|State Taxation Task Force|
Co-Chairmen: Tim Dunn, Board Member, TCCRI and Representative John Otto, District 18
The school finance debate underscored the imperative for a complete overhaul of state taxation rather than simply finding new revenue sources to fund public education. The primary problem with state taxation is that it relies heavily on property taxes, which are inherently unjust and significantly distort economic decision-making. The administration of property taxes is intrusive and overly burdensome and should be reformed or the tax should be abolished. Conversely, consumption taxes have low administrative costs, are transparent, and put the least amount of drag on the state economy. Importantly, consumption taxes have been a reliable source of revenue and are acceptable to the public (please see the results of the TCCRI poll from January 2004, found here). There are other competing proposals that deserve consideration by the Legislature; they will be discussed by the Task Force.

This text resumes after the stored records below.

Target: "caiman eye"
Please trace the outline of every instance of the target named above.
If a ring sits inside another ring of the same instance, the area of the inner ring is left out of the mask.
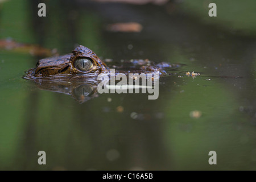
[[[75,62],[76,68],[83,72],[89,70],[93,65],[92,61],[86,58],[79,58]]]

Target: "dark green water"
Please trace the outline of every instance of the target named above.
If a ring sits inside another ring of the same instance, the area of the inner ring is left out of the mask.
[[[46,18],[37,16],[36,1],[0,4],[1,38],[61,54],[81,44],[103,59],[184,64],[170,73],[201,75],[161,78],[156,100],[99,94],[81,104],[22,78],[43,57],[1,49],[0,169],[256,169],[255,38],[153,5],[60,2],[49,2]],[[105,30],[133,21],[141,32]],[[47,165],[38,164],[41,150]]]

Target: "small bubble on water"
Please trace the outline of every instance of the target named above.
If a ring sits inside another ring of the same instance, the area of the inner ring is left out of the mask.
[[[112,101],[112,99],[110,97],[108,97],[107,98],[107,101],[108,102],[110,102],[111,101]]]
[[[243,111],[243,106],[239,107],[239,111],[242,112]]]
[[[135,113],[135,112],[133,112],[133,113],[131,113],[130,116],[133,119],[136,119],[137,118],[138,118],[138,114],[137,113]]]
[[[127,46],[127,48],[128,48],[128,49],[131,50],[133,48],[133,46],[131,44],[129,44]]]

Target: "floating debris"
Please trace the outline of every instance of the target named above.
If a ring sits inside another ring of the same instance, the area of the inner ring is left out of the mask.
[[[133,113],[131,113],[130,116],[133,119],[136,119],[137,118],[138,118],[138,114],[137,113],[135,113],[135,112],[133,112]]]
[[[199,110],[193,110],[190,112],[189,116],[191,118],[198,119],[202,115],[202,112]]]
[[[191,72],[187,72],[187,73],[186,73],[186,75],[187,75],[187,76],[192,76],[192,77],[196,77],[196,76],[199,76],[199,75],[200,75],[200,73],[195,73],[193,71],[192,72],[192,73],[191,73]]]
[[[111,101],[112,101],[112,99],[110,97],[108,97],[107,98],[107,101],[108,102],[110,102]]]
[[[117,107],[117,111],[118,113],[122,113],[123,112],[123,107],[121,106],[119,106]]]

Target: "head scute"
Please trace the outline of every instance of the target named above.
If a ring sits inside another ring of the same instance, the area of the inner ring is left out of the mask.
[[[83,46],[79,46],[72,51],[72,53],[75,55],[78,53],[83,53],[90,56],[95,56],[96,54],[89,48],[84,47]]]

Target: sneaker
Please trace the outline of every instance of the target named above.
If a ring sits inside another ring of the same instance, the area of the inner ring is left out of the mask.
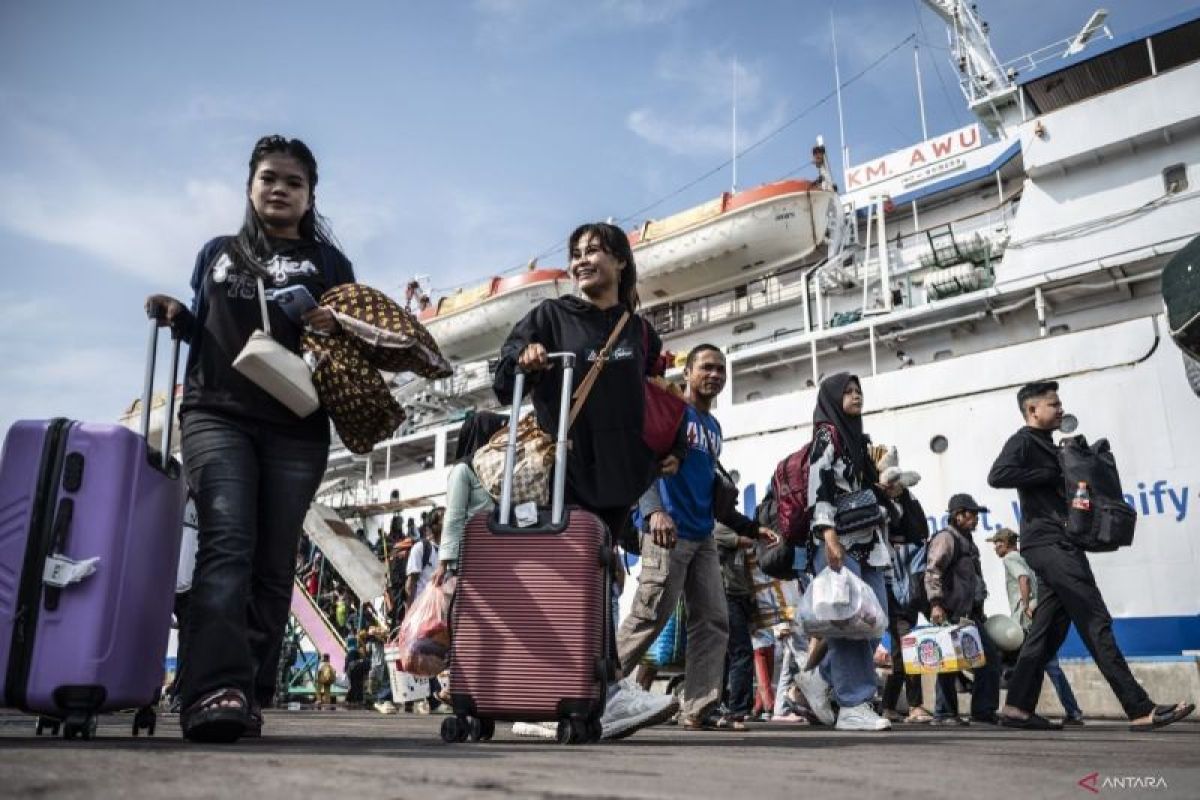
[[[838,730],[890,730],[892,723],[881,717],[870,703],[845,706],[838,711]]]
[[[796,676],[796,682],[804,692],[804,699],[809,702],[809,710],[816,715],[821,724],[833,724],[836,717],[829,705],[829,684],[821,676],[821,670],[802,669]]]
[[[526,739],[558,739],[557,722],[514,722],[512,735]]]
[[[616,684],[605,704],[602,739],[624,739],[642,728],[666,722],[679,709],[672,694],[650,694],[630,679]]]

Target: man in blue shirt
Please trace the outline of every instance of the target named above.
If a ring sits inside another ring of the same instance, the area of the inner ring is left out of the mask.
[[[683,726],[702,729],[712,727],[709,715],[721,699],[728,639],[721,564],[713,539],[721,426],[709,413],[725,389],[725,356],[712,344],[700,344],[688,354],[683,375],[688,447],[679,470],[655,481],[638,504],[646,529],[642,571],[632,608],[617,633],[617,651],[622,672],[632,674],[682,595],[688,607]],[[778,541],[773,531],[758,528],[732,506],[719,513],[720,522],[742,536]]]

Some of the questions the Task Force will consider include:
- Should Texas enact a stronger Constitutional Taxation and Expenditure Limitation (TEL), as has been previously debated?
- How should business taxes be reformed to fairly apply to all businesses without stifling the robust Texas economy?
- How can the State levy taxes so that Texans are most free to enjoy the profits of their hard work?
- To what extent should exemptions and exclusions to taxation be abolished or limited as a means of avoiding the creation of new taxes?
Furthermore, the State Taxation Task Force will operate on the following principles of taxation:
- People always shoulder the burden of any tax, even on businesses;
- Taxes should be transparent to the public;
- Taxes’ impact on the economy should be a prime consideration, and;
- Business and consumer taxes should be applied uniformly by ending loopholes and exemptions.